Servings: 10-12 as an appetizer
Ingredients
2 (14-ounce) packages cocktail sausages (lil smokies), about 2 pounds total
1/2 cup honey
1/3 cup yellow mustard
1/4 cup Dijon mustard
1/4 cup brown sugar, packed
2 tablespoons apple cider vinegar
1 tablespoon Worcestershire sauce
1 teaspoon smoked paprika (or regular paprika)
1/2 teaspoon garlic powder
1/2 teaspoon onion powder
1/4 teaspoon black pepper
1/8 teaspoon cayenne pepper (optional, for a little heat)
Nonstick cooking spray (for the pan)
Directions
Preheat your oven to 375°F (190°C). Set a disposable aluminum pan on a rimmed baking sheet for extra stability, and lightly coat the inside of the pan with nonstick cooking spray. If you’re packing some to go, set out 1–2 small paper takeout boxes for serving later.
In a medium bowl, whisk together the honey, yellow mustard, Dijon mustard, brown sugar, apple cider vinegar, Worcestershire sauce, smoked paprika, garlic powder, onion powder, black pepper, and cayenne (if using). Whisk until the sauce is smooth and the sugar is mostly dissolved.

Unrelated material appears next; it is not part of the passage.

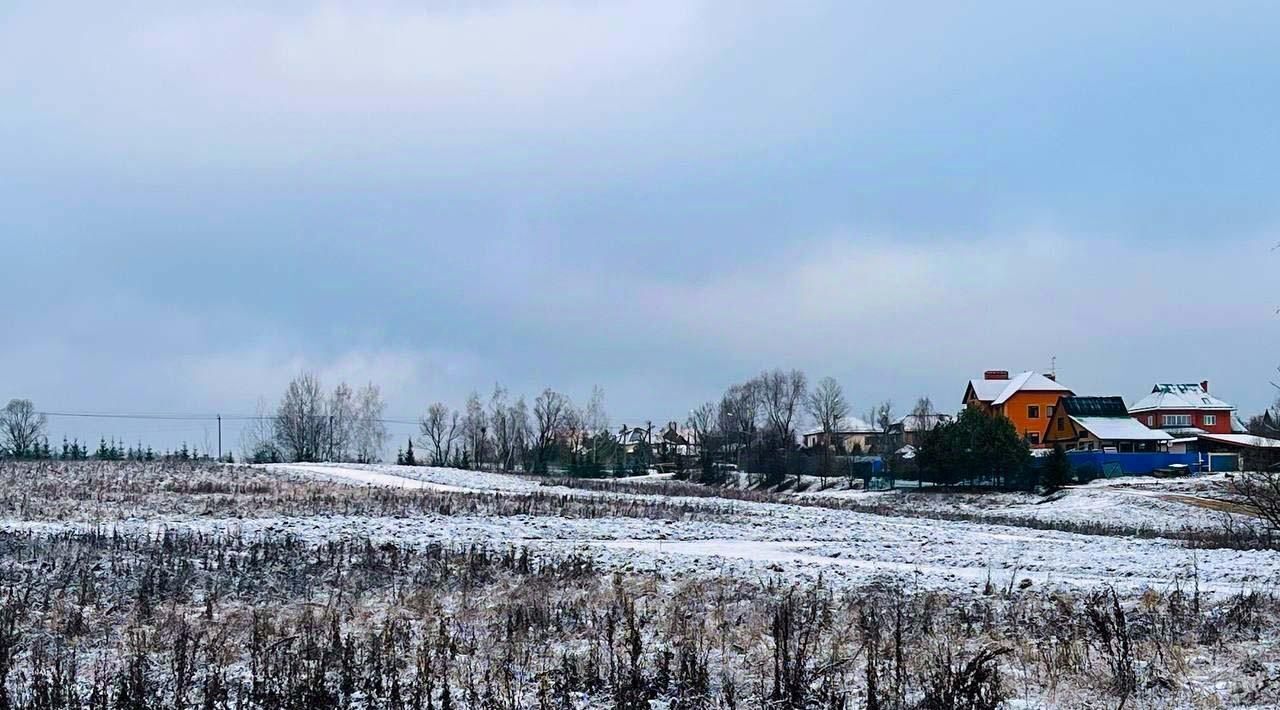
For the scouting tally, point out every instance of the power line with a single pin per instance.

Add the cocktail sausages to the prepared aluminum pan and spread them into an even layer. Pour the honey mustard mixture over the sausages, using a spatula to scrape the bowl so you get every bit of the sauce.

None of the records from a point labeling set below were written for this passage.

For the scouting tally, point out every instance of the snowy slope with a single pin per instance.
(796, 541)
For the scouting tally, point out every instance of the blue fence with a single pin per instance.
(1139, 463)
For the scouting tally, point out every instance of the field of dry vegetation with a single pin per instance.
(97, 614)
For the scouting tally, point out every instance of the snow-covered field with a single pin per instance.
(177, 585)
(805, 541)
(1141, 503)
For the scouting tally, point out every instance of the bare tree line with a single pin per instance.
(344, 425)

Toss the sausages gently in the pan until they’re all evenly coated in the honey mustard sauce. Try to keep them in a single layer so they brown nicely instead of just steaming.
Place the pan (on the baking sheet) into the preheated oven. Bake for 25–30 minutes, stirring gently halfway through, until the sausages are heated through and the sauce is bubbling and starting to thicken.
Turn the oven to broil on high for 2–4 minutes, watching very closely, until the edges of the sausages are slightly browned and the sauce looks glossy and sticky. This is what gives them that irresistible, caramelized look and flavor. Do not walk away while broiling; they can go from perfect to scorched quickly.
Carefully remove the pan from the oven and let the lil smokies rest for about 5–10 minutes. The sauce will thicken more as it cools, turning into that clingy, finger-licking glaze everyone loves.
If you’re serving right away, set the disposable aluminum pan on your salt-and-pepper granite counter with a small spoon for extra sauce and a cup of toothpicks. If you’re packing some up, use a spoon to divide a portion of the glazed lil smokies and plenty of sauce into the paper takeout boxes. Serve warm, and expect people to keep circling back, “just grabbing one more,” until the pan is totally wiped out.
Variations & Tips
For a little more heat, add up to 1/2 teaspoon cayenne pepper or a few dashes of hot sauce to the honey mustard mixture. If you like things extra smoky and Southern-style, swap the yellow mustard for spicy brown mustard and add 2–3 drops of liquid smoke. To make these in a slow cooker, whisk the sauce as written, pour it over the sausages in a greased slow cooker, and cook on LOW for 2–3 hours, stirring once or twice; then crack the lid for the last 30 minutes so the sauce can thicken. For a slightly lighter version, you can use turkey cocktail sausages instead of pork or beef. If you want a bit more texture, sprinkle 2–3 tablespoons of finely chopped green onions or parsley over the top right before serving. For game day or potlucks, double the recipe and split it between a large disposable aluminum pan and a couple of paper takeout boxes so you can set some out on the counter and keep a backup portion ready to swap in when the first pan mysteriously “disappears.”